Economist: Chicago's COVID-19 shutdown was too broad

A professor at the University of Chicago claims the city could have saved the same number of lives from the coronavirus with a smaller shutdown that would have killed far fewer jobs.

It is a debate with huge implications for any future lockdown.

Governor JB Pritzker said again Wednesday he fears COVID-19 could yet explode in a deadlier new wave, just as America’s last pandemic did a century ago.

“COVID-19 coronavirus is still out there. So people need to do everything they can,” Pritzker said.

But even as new infections and new deaths continue to fall in Illinois, 19 other states are seeing a deadly surge. If it strikes here, University of Chicago Professor John Birge says any new lockdown must be carefully targeted.

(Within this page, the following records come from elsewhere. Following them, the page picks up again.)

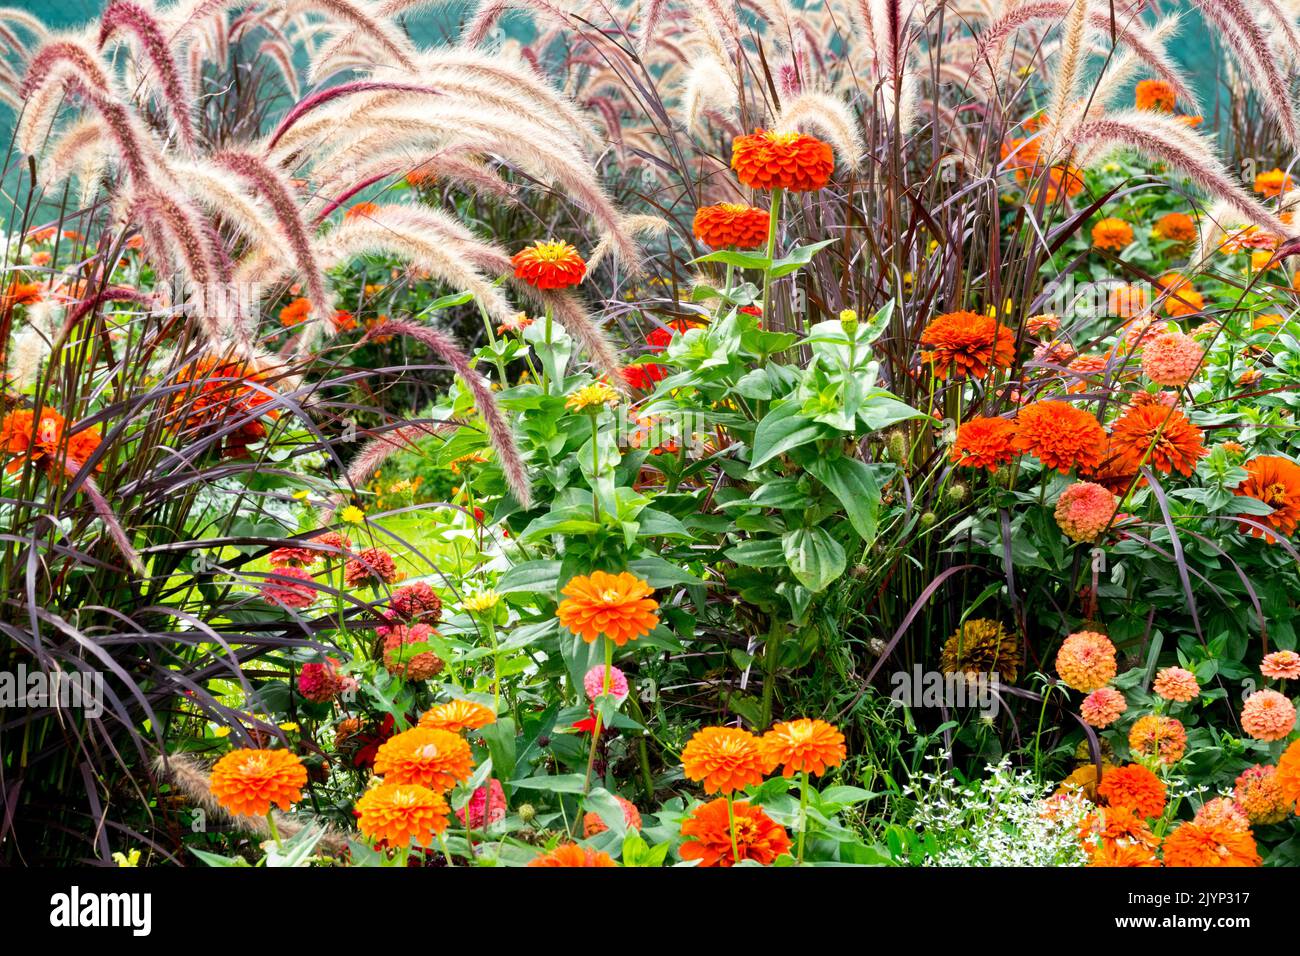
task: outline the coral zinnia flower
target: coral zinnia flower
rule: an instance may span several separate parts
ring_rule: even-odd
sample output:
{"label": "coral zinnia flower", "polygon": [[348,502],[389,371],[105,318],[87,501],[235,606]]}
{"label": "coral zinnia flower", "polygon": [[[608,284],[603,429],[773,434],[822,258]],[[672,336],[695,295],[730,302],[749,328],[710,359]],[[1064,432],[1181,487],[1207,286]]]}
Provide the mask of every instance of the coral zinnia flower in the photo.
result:
{"label": "coral zinnia flower", "polygon": [[[269,372],[259,371],[246,362],[210,355],[196,359],[179,369],[168,383],[186,386],[173,392],[169,409],[171,427],[186,432],[218,429],[230,420],[247,418],[275,401],[271,383]],[[259,418],[244,422],[226,436],[225,454],[232,458],[247,454],[250,444],[266,437],[261,419],[275,421],[279,417],[279,409],[268,408]]]}
{"label": "coral zinnia flower", "polygon": [[939,669],[945,674],[997,674],[1014,684],[1020,671],[1020,642],[999,621],[971,618],[944,641]]}
{"label": "coral zinnia flower", "polygon": [[1053,166],[1046,177],[1036,181],[1025,198],[1036,204],[1042,196],[1044,202],[1053,203],[1062,192],[1070,198],[1083,192],[1083,176],[1077,166]]}
{"label": "coral zinnia flower", "polygon": [[1102,219],[1092,227],[1092,247],[1123,252],[1133,241],[1133,227],[1123,219]]}
{"label": "coral zinnia flower", "polygon": [[1241,705],[1241,728],[1256,740],[1285,740],[1295,719],[1295,704],[1275,690],[1257,690]]}
{"label": "coral zinnia flower", "polygon": [[[732,807],[736,821],[736,853],[741,860],[754,860],[767,866],[790,850],[785,828],[747,801],[737,800]],[[735,866],[731,851],[731,820],[723,797],[700,804],[682,821],[683,860],[699,860],[700,866]]]}
{"label": "coral zinnia flower", "polygon": [[1129,729],[1128,745],[1135,754],[1158,757],[1161,763],[1175,764],[1187,752],[1187,731],[1182,721],[1173,717],[1145,714]]}
{"label": "coral zinnia flower", "polygon": [[1295,184],[1291,181],[1291,177],[1276,166],[1266,173],[1258,173],[1255,176],[1255,192],[1266,199],[1282,195],[1293,185]]}
{"label": "coral zinnia flower", "polygon": [[1012,447],[1065,474],[1095,468],[1106,453],[1106,432],[1092,415],[1066,402],[1034,402],[1016,416]]}
{"label": "coral zinnia flower", "polygon": [[[605,693],[604,664],[597,664],[587,671],[586,676],[582,678],[582,689],[592,700]],[[627,699],[627,676],[617,667],[609,669],[609,695],[618,701]]]}
{"label": "coral zinnia flower", "polygon": [[378,203],[359,202],[348,207],[348,211],[343,214],[344,219],[361,219],[366,216],[373,216],[379,212]]}
{"label": "coral zinnia flower", "polygon": [[1192,288],[1191,280],[1177,272],[1169,272],[1156,280],[1166,293],[1165,313],[1175,319],[1195,315],[1205,308],[1205,297]]}
{"label": "coral zinnia flower", "polygon": [[[292,578],[293,580],[286,580]],[[295,582],[302,583],[295,583]],[[259,593],[267,604],[303,608],[316,600],[316,579],[306,568],[276,568],[262,584]]]}
{"label": "coral zinnia flower", "polygon": [[1278,760],[1276,780],[1282,799],[1288,805],[1294,804],[1300,815],[1300,740],[1292,741]]}
{"label": "coral zinnia flower", "polygon": [[1177,99],[1174,88],[1164,80],[1143,80],[1133,90],[1134,104],[1140,110],[1172,113]]}
{"label": "coral zinnia flower", "polygon": [[[32,256],[32,264],[40,265],[36,261],[36,256]],[[41,284],[39,282],[19,282],[15,278],[9,283],[9,288],[0,295],[0,312],[8,312],[16,305],[34,305],[40,301]]]}
{"label": "coral zinnia flower", "polygon": [[997,471],[1016,456],[1011,446],[1015,434],[1015,422],[1006,418],[972,418],[957,429],[948,458],[954,465]]}
{"label": "coral zinnia flower", "polygon": [[687,780],[704,781],[705,793],[731,793],[763,782],[768,763],[758,738],[739,727],[704,727],[682,749]]}
{"label": "coral zinnia flower", "polygon": [[1155,232],[1170,242],[1192,242],[1196,239],[1196,223],[1186,213],[1166,213],[1156,220]]}
{"label": "coral zinnia flower", "polygon": [[695,210],[695,238],[710,249],[757,249],[767,242],[766,209],[724,202]]}
{"label": "coral zinnia flower", "polygon": [[[1290,537],[1300,523],[1300,465],[1277,455],[1259,455],[1243,467],[1247,478],[1236,487],[1236,493],[1256,498],[1272,508],[1271,514],[1257,516],[1255,520]],[[1270,544],[1275,540],[1257,528],[1249,531]]]}
{"label": "coral zinnia flower", "polygon": [[1259,866],[1263,862],[1249,832],[1225,826],[1184,823],[1165,837],[1165,866]]}
{"label": "coral zinnia flower", "polygon": [[[42,409],[39,421],[32,409],[17,408],[0,422],[0,454],[13,456],[13,461],[5,466],[11,474],[22,468],[25,459],[44,460],[47,465],[58,461],[64,468],[73,462],[84,465],[99,443],[98,428],[83,428],[69,434],[67,422],[52,408]],[[103,462],[95,470],[103,471]]]}
{"label": "coral zinnia flower", "polygon": [[403,731],[375,755],[375,773],[385,783],[418,783],[440,793],[468,780],[472,770],[469,744],[449,730],[431,727]]}
{"label": "coral zinnia flower", "polygon": [[271,805],[288,810],[307,785],[307,768],[287,750],[232,750],[212,768],[212,796],[235,816],[264,817]]}
{"label": "coral zinnia flower", "polygon": [[1146,818],[1134,813],[1132,807],[1098,807],[1079,824],[1079,839],[1088,853],[1096,849],[1093,840],[1102,845],[1128,843],[1149,849],[1160,845],[1160,838],[1151,832]]}
{"label": "coral zinnia flower", "polygon": [[[629,830],[641,829],[641,811],[639,811],[631,800],[614,795],[618,801],[619,809],[623,811],[623,822],[627,824]],[[582,818],[582,836],[584,839],[590,839],[597,833],[604,833],[609,827],[605,826],[605,821],[600,818],[600,814],[594,810],[587,813]]]}
{"label": "coral zinnia flower", "polygon": [[398,579],[397,562],[387,551],[380,548],[366,548],[357,552],[357,556],[343,569],[343,580],[350,588],[363,584],[392,584]]}
{"label": "coral zinnia flower", "polygon": [[753,189],[807,193],[821,189],[835,171],[828,143],[807,133],[758,129],[731,144],[731,168]]}
{"label": "coral zinnia flower", "polygon": [[1193,823],[1203,827],[1224,827],[1239,833],[1250,832],[1250,820],[1231,797],[1215,797],[1201,804],[1192,817]]}
{"label": "coral zinnia flower", "polygon": [[1071,634],[1056,652],[1056,673],[1068,686],[1085,694],[1105,687],[1117,672],[1115,645],[1096,631]]}
{"label": "coral zinnia flower", "polygon": [[478,730],[495,724],[497,715],[492,708],[472,700],[449,700],[436,704],[420,715],[420,726],[434,730],[449,730],[453,734],[462,730]]}
{"label": "coral zinnia flower", "polygon": [[[456,818],[467,823],[472,830],[482,830],[504,820],[506,809],[505,789],[501,781],[494,778],[470,794],[465,806],[456,811]],[[465,819],[467,813],[468,821]]]}
{"label": "coral zinnia flower", "polygon": [[1259,672],[1275,680],[1295,680],[1300,677],[1300,654],[1295,651],[1274,651],[1260,661]]}
{"label": "coral zinnia flower", "polygon": [[1108,768],[1097,785],[1097,796],[1108,806],[1128,807],[1146,819],[1165,812],[1165,784],[1139,763]]}
{"label": "coral zinnia flower", "polygon": [[1098,846],[1088,861],[1088,866],[1096,867],[1159,865],[1160,860],[1150,847],[1140,843],[1118,843],[1114,840],[1107,840]]}
{"label": "coral zinnia flower", "polygon": [[1075,541],[1096,541],[1106,530],[1119,499],[1092,481],[1076,481],[1056,499],[1056,523]]}
{"label": "coral zinnia flower", "polygon": [[1291,805],[1295,802],[1294,799],[1288,800],[1282,792],[1277,768],[1262,764],[1241,772],[1233,785],[1232,795],[1246,819],[1257,824],[1281,823],[1290,815]]}
{"label": "coral zinnia flower", "polygon": [[588,644],[603,634],[622,647],[659,625],[659,602],[651,598],[654,590],[627,571],[580,574],[570,579],[560,593],[565,599],[555,616]]}
{"label": "coral zinnia flower", "polygon": [[307,316],[311,314],[310,299],[294,299],[283,309],[280,310],[280,324],[286,329],[291,329],[295,325],[301,325],[307,321]]}
{"label": "coral zinnia flower", "polygon": [[[322,538],[321,542],[324,543]],[[348,542],[347,546],[351,546]],[[346,547],[339,550],[346,550]],[[425,581],[404,584],[393,591],[388,599],[388,609],[403,621],[437,624],[442,619],[442,598]]]}
{"label": "coral zinnia flower", "polygon": [[1117,285],[1106,295],[1106,309],[1121,319],[1140,315],[1147,307],[1147,291],[1139,285]]}
{"label": "coral zinnia flower", "polygon": [[332,657],[308,661],[298,671],[298,693],[313,704],[328,704],[343,692],[343,686],[338,661]]}
{"label": "coral zinnia flower", "polygon": [[412,645],[428,644],[429,638],[437,635],[428,624],[397,624],[384,631],[384,667],[388,673],[413,681],[442,673],[443,659],[433,651],[411,650]]}
{"label": "coral zinnia flower", "polygon": [[563,239],[534,242],[516,252],[510,261],[515,267],[515,278],[538,289],[567,289],[580,283],[587,274],[587,263]]}
{"label": "coral zinnia flower", "polygon": [[796,773],[825,773],[844,760],[844,735],[824,720],[801,717],[780,723],[758,741],[767,765],[781,769],[781,776]]}
{"label": "coral zinnia flower", "polygon": [[1128,474],[1146,463],[1166,475],[1171,471],[1190,475],[1210,453],[1204,438],[1186,415],[1163,405],[1129,408],[1110,430],[1115,467]]}
{"label": "coral zinnia flower", "polygon": [[588,850],[576,843],[562,843],[550,853],[528,861],[529,866],[618,866],[603,850]]}
{"label": "coral zinnia flower", "polygon": [[1190,335],[1165,332],[1142,346],[1142,371],[1157,385],[1181,388],[1191,381],[1205,350]]}
{"label": "coral zinnia flower", "polygon": [[1113,687],[1098,687],[1079,705],[1079,716],[1091,727],[1109,727],[1128,710],[1128,701]]}
{"label": "coral zinnia flower", "polygon": [[1156,672],[1156,681],[1151,686],[1165,700],[1185,704],[1196,700],[1201,693],[1201,685],[1196,675],[1184,667],[1164,667]]}
{"label": "coral zinnia flower", "polygon": [[442,794],[413,783],[384,783],[361,795],[356,804],[357,829],[372,840],[404,847],[415,842],[428,846],[434,834],[447,829],[447,806]]}
{"label": "coral zinnia flower", "polygon": [[593,382],[591,385],[584,385],[564,400],[564,407],[575,412],[586,411],[588,408],[599,408],[602,405],[617,404],[618,392],[604,382]]}
{"label": "coral zinnia flower", "polygon": [[1016,358],[1016,333],[997,319],[976,312],[936,316],[921,332],[921,361],[934,365],[935,378],[983,378],[990,368],[1010,368]]}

If cities like Chicago and New York had done that in round one, he says hundreds of thousands of jobs and many businesses that are now gone could have been saved.

“Based on all we know from the data, it would have been able to work and save New York, for example, from having increases in their infection rates without having the high levels of unemployment that we've seen,” said Birge.

While the study's recommendations are forward-looking and based on widespread testing not previously available, Mayor Lori Lightfoot saw them as an unfair attack.

“The premise of the question is that we would have known ahead of time where it would hit, how it would hit, and therefore we would have tailored our response accordingly. That just defies logic,” the mayor said.

Implementing the study's recommendations could inflame racial tensions: keep downtown businesses open while closing those in or near neighborhoods with heavy rates of infection, which would hit hard many blacks and Hispanics.